A Comissão Parlamentar de Inquérito (CPI) da Pandemia decidiu, nesta terça-feira (3), pedir à Justiça o afastamento da secretária de Gestão do Trabalho e da Educação do Ministério da Saúde, Mayra Pinheiro. No requerimento, o senador Randolfe Rodrigues (Rede-AP) argumenta que a servidora teve “participação direta e inequívoca” na conduta adotada pelo Governo Federal que, segundo o parlamentar, provocou mais de 550 mil mortos por Covid-19.

O afastamento de servidores públicos é previsto no Código de Processo Penal e na Lei de Improbidade Administrativa (Lei 8.429, de 1992). A medida pode ser adotada “quando houver justo receio de sua utilização para a prática de infrações penais”. O pedido será encaminhado ao Poder Judiciário, que deve decidir sobre o tema.

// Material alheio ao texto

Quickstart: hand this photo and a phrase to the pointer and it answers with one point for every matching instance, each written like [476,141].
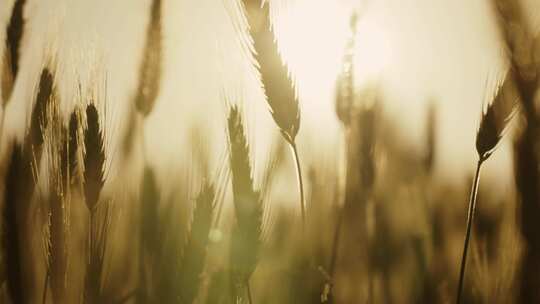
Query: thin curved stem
[470,216]
[294,150]
[248,287]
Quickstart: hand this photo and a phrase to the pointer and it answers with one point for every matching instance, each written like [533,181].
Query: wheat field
[280,151]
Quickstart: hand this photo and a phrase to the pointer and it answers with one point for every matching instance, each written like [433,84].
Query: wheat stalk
[149,200]
[94,158]
[279,89]
[344,99]
[246,235]
[58,202]
[18,177]
[150,70]
[521,43]
[192,262]
[493,124]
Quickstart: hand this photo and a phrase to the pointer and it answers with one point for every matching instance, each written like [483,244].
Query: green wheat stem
[470,216]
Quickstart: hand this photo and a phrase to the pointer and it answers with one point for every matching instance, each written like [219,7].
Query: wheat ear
[194,255]
[246,235]
[279,89]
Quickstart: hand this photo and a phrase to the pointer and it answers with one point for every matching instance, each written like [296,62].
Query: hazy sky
[416,50]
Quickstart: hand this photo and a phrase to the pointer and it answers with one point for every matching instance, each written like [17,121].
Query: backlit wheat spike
[15,31]
[94,158]
[73,143]
[194,255]
[100,222]
[493,124]
[495,120]
[150,70]
[149,232]
[278,86]
[18,174]
[345,82]
[38,119]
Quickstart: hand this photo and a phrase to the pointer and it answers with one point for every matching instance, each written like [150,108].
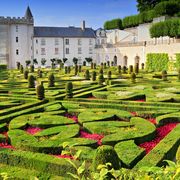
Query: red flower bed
[64,156]
[152,120]
[96,137]
[141,100]
[134,113]
[33,130]
[73,117]
[161,132]
[6,145]
[91,97]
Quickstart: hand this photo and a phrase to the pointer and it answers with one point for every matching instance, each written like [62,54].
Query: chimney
[83,25]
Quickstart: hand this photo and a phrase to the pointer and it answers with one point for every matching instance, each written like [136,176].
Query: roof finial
[28,14]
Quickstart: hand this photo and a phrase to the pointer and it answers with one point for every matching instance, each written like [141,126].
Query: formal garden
[90,121]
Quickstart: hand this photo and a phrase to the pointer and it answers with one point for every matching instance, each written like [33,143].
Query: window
[79,50]
[90,42]
[16,28]
[79,42]
[56,50]
[90,50]
[43,42]
[43,51]
[56,42]
[79,60]
[67,41]
[67,50]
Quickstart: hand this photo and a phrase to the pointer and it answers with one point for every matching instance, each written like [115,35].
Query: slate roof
[63,32]
[28,14]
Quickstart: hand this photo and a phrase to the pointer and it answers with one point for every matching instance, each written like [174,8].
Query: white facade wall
[73,49]
[132,52]
[23,49]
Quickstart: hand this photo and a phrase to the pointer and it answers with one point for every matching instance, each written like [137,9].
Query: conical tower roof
[28,14]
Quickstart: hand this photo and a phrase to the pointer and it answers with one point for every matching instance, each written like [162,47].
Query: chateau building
[20,40]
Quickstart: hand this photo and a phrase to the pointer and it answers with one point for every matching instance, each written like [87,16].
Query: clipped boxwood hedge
[166,149]
[129,153]
[36,161]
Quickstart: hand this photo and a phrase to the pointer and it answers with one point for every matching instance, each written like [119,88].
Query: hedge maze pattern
[139,120]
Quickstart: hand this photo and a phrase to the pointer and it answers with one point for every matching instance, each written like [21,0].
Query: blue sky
[69,12]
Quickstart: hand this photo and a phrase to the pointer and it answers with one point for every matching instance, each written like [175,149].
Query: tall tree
[144,5]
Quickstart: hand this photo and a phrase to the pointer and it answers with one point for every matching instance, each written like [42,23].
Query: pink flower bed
[91,97]
[33,130]
[141,100]
[6,145]
[73,117]
[152,120]
[64,156]
[134,113]
[161,132]
[96,137]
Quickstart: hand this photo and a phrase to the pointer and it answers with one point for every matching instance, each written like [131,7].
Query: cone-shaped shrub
[84,63]
[136,68]
[21,69]
[106,154]
[76,70]
[69,90]
[133,77]
[65,70]
[51,80]
[94,76]
[101,71]
[94,65]
[31,81]
[26,72]
[69,69]
[119,69]
[100,79]
[18,64]
[104,65]
[164,75]
[124,69]
[40,73]
[109,75]
[108,63]
[87,76]
[142,66]
[80,68]
[130,69]
[32,68]
[40,92]
[178,74]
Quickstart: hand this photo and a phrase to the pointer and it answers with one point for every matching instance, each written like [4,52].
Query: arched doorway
[115,60]
[125,61]
[136,60]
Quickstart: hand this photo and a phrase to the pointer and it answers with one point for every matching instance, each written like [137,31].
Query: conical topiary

A CPI aprovou um total de 130 requerimentos, nesta terça-feira. Foram 38 pedidos de convocação e 63 de quebras de sigilos, além de pedidos de informação. Cinco requerimentos foram retirados da pauta. Entre eles, a convocação do ministro da Defesa, Walter Braga Netto, e de Andrea Siqueira Valle, ex-cunhada do presidente Jair Bolsonaro. Em uma gravação divulgada em julho, ela acusa o presidente da República de envolvimento em um esquema de “rachadinha” quando era deputado federal.

A comissão aprovou a transferência dos sigilos telefônico, fiscal, bancário e telemático do líder do Governo na Câmara, deputado Ricardo Barros (PP-PR). O nome dele teria sido citado pelo presidente Jair Bolsonaro em um suposto esquema de corrupção na compra da vacina Covaxin. A denúncia foi apresentada pelo deputado Luis Miranda (DEM-DF), que também teve os sigilos quebrados.